Reserve a pan of beeswax for cleaning/coating cups. Propolis and pollen will darken the wax. The wax can be strained to remove larger debris. And it can be run through a hot grease filter which is used to strain fryer oil and is available through commercial kitchen suppliers. That will remove the pollen and most of the propolis as well as lighten the wax.

I would usually process a couple thousand cups this way. But it should work great on a much smaller scale as well.

Regards
Dennis
Thinking faster than one day delivery will cost extra :>)


----------



## WVbeekeeper (Jun 4, 2007)

ian m davison said:


> Hi all
> 
> https://secure.thorne.co.uk/cgi-bin...spage&THISPAGE=page22.html&ORDER_ID=192752326
> 
> ...


Thanks, Ian. Ive been looking for those nursery frames and wooden cell 
cups ever since I seen them in use on that German queen rearing video.
I'm going to order two of the nursery frames with cages for use this 
upcoming year. I don't think I'm built up enough to handle raising more 
than 40 queens at a time. I'm still making my mini nucs when I have time
so I'll have enough when I need them.


----------



## Michael Bush (Aug 2, 2002)

>How do you coat them?

I made a basket out of #8 hardware cloth and put the cups in there and swished them through the wax and then dumped them on some foil and stirred them around until "dry".


----------



## Velbert (Mar 19, 2006)

*size*

3/8" works great 


I would use Capping wax for the queen cell cups *(old dark brood combs will work great if you have not used any chemicals for mite control)*


----------



## BWrangler (Aug 14, 2002)

Hi Guys,

Great and very important point.

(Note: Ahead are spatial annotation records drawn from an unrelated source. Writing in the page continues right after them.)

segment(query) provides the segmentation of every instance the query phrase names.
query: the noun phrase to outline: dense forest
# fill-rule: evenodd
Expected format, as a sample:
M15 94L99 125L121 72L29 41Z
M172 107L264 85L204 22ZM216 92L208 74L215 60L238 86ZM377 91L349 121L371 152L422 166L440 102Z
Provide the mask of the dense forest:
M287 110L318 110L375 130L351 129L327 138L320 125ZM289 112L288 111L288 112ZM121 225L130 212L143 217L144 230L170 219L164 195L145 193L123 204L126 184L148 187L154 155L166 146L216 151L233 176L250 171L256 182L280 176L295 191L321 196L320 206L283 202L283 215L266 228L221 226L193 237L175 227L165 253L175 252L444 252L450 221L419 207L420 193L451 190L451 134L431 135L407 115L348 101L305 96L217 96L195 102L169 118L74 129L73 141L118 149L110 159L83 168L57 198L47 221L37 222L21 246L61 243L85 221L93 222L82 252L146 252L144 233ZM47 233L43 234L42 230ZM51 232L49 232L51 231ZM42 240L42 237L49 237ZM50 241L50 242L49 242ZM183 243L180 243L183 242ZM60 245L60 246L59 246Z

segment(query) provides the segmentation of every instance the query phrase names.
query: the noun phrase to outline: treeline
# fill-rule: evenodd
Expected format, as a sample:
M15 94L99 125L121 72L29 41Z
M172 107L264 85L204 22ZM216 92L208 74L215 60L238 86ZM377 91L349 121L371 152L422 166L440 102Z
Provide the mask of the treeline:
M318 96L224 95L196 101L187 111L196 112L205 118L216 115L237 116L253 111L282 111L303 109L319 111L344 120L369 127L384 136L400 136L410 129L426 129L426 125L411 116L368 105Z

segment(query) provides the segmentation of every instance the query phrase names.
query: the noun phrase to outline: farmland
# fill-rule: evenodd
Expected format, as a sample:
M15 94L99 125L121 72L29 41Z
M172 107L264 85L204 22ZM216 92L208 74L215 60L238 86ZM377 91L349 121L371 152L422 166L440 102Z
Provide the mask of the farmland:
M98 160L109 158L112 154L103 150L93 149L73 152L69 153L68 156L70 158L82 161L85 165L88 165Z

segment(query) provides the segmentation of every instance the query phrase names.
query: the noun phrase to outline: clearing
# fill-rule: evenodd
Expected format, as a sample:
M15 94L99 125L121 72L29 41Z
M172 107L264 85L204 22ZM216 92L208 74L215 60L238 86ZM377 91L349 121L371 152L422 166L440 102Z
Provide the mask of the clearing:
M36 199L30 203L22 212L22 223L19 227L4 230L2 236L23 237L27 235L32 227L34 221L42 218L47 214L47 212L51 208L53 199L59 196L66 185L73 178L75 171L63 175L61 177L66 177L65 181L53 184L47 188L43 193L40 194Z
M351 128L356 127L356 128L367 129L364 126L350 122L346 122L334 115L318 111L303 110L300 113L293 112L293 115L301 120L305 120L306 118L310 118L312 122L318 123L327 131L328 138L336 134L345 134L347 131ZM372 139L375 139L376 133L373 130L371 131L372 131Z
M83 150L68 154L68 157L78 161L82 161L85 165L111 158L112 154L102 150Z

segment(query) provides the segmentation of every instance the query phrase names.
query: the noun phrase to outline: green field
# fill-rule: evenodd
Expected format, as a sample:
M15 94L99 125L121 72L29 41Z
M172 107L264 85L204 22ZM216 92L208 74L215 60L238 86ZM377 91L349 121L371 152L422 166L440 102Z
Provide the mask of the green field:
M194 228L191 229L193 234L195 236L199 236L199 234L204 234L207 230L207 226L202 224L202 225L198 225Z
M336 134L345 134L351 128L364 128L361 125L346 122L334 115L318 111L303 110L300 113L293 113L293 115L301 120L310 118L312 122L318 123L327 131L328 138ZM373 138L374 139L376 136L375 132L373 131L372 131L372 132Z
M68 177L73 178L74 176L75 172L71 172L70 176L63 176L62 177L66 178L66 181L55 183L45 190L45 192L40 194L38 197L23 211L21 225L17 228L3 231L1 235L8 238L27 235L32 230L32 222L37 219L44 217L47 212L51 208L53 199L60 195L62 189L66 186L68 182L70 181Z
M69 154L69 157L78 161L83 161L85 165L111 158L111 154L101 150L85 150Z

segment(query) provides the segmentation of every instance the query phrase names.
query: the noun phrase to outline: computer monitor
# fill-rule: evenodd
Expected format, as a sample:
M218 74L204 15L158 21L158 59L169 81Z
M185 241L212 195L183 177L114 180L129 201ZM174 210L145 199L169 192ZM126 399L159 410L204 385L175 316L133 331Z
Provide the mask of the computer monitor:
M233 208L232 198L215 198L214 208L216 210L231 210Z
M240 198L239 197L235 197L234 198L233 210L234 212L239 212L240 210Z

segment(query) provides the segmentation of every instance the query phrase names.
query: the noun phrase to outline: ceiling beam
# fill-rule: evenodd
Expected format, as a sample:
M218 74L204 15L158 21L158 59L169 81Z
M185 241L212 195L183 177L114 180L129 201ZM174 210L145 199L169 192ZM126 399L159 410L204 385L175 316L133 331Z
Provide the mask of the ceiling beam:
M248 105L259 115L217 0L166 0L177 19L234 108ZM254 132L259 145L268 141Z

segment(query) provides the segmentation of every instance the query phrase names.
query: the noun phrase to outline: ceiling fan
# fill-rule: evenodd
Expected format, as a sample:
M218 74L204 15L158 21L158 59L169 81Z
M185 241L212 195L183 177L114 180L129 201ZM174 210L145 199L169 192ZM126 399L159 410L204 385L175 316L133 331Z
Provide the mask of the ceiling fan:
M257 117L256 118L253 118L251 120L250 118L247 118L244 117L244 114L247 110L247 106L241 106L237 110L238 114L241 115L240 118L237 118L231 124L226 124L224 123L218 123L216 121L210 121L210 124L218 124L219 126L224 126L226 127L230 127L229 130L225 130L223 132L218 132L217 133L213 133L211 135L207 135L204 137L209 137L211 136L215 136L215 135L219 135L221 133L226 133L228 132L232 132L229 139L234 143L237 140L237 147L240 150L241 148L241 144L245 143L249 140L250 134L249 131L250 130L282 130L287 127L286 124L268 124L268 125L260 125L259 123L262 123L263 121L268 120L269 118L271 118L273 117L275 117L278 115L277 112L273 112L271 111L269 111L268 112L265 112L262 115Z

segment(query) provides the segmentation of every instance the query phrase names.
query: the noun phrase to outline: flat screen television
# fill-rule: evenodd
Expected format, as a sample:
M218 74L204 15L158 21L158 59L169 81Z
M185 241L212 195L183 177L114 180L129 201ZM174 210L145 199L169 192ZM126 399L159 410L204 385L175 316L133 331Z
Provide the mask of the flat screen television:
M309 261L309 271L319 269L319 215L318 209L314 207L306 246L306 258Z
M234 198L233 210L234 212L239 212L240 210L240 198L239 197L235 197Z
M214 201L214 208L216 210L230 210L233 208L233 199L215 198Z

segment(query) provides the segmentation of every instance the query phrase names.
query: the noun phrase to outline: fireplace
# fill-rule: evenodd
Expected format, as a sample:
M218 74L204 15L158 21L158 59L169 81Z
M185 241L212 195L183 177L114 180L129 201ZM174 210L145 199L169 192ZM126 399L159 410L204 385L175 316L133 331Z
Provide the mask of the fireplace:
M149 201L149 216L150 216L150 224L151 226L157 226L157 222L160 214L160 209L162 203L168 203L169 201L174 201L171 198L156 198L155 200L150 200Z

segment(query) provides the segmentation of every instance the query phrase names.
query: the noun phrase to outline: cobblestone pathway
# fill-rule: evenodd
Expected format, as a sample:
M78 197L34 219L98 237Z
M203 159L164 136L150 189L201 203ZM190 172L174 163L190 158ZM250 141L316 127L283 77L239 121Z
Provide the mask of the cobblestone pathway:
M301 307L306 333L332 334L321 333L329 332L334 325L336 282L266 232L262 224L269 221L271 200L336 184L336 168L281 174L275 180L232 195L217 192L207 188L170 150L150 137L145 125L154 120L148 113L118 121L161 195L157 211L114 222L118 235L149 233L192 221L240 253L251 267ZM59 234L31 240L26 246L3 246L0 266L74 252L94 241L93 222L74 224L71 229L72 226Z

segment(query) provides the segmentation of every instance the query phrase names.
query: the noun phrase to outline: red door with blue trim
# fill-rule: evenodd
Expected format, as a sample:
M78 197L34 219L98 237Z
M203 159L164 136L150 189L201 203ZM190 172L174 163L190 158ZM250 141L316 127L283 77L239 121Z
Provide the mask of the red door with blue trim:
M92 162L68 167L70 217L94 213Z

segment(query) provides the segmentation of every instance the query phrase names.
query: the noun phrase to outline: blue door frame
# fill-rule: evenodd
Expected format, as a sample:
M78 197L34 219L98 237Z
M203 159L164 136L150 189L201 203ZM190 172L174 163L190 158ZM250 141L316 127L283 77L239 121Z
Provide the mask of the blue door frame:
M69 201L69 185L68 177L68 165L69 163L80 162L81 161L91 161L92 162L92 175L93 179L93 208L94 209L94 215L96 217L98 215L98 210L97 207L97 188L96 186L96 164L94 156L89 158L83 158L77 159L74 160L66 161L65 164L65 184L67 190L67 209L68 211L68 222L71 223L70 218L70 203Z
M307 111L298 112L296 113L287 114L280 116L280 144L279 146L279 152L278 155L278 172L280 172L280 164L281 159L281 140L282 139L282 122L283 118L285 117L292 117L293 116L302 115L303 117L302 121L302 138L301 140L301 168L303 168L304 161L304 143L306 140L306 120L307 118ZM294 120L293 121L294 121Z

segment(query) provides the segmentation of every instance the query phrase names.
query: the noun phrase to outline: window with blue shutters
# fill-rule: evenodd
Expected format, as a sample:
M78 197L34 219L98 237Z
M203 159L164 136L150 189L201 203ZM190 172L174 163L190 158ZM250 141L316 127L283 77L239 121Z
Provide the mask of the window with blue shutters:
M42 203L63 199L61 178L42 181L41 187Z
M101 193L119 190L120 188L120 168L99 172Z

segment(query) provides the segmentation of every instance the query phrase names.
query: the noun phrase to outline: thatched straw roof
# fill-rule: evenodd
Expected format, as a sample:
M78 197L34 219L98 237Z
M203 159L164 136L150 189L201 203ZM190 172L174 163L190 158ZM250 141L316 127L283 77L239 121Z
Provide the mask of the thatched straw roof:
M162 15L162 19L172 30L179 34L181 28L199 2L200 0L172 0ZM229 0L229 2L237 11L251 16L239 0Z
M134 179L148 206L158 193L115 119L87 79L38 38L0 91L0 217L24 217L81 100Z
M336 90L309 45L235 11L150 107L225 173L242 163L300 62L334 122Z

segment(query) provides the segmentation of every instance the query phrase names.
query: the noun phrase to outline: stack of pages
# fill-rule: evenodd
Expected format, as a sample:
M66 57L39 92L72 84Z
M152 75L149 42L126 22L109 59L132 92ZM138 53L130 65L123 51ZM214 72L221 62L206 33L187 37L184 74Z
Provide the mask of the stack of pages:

Thanks Velbert. I'd forgot to mention it.

Coumophos is especially bad. Personal experience: I was contract rearing queens for a commercial beekeeper on condition that he hadn't use Coumophos in any hive used for queen rearing. He assured me that he had several yards that hadn't been treated and that he didn't use Checkmite. So, I went to work.

It takes about a brood cycle and a half to get a standard yard ready for sustained commercial queen rearing. After that, the bees looked good and I started grafting.

I usually graft less on the first round and then ramp up on the second round. I grafted 600 cups . Four days later, I grafted a full round of about 1000 cups but was shocked to find that out of the first 600, there was about 20 accepted!!! What to do? I put the grafted cups in.

Returning on day 11 to incubate the first round, I found 8 cups had been accepted in the second batch!!!! 28 out of 1600 isn't anywhere near 90 percent. I'd never experienced anything like it. That's a very poor return on a months investment and labor. I shut the operation down.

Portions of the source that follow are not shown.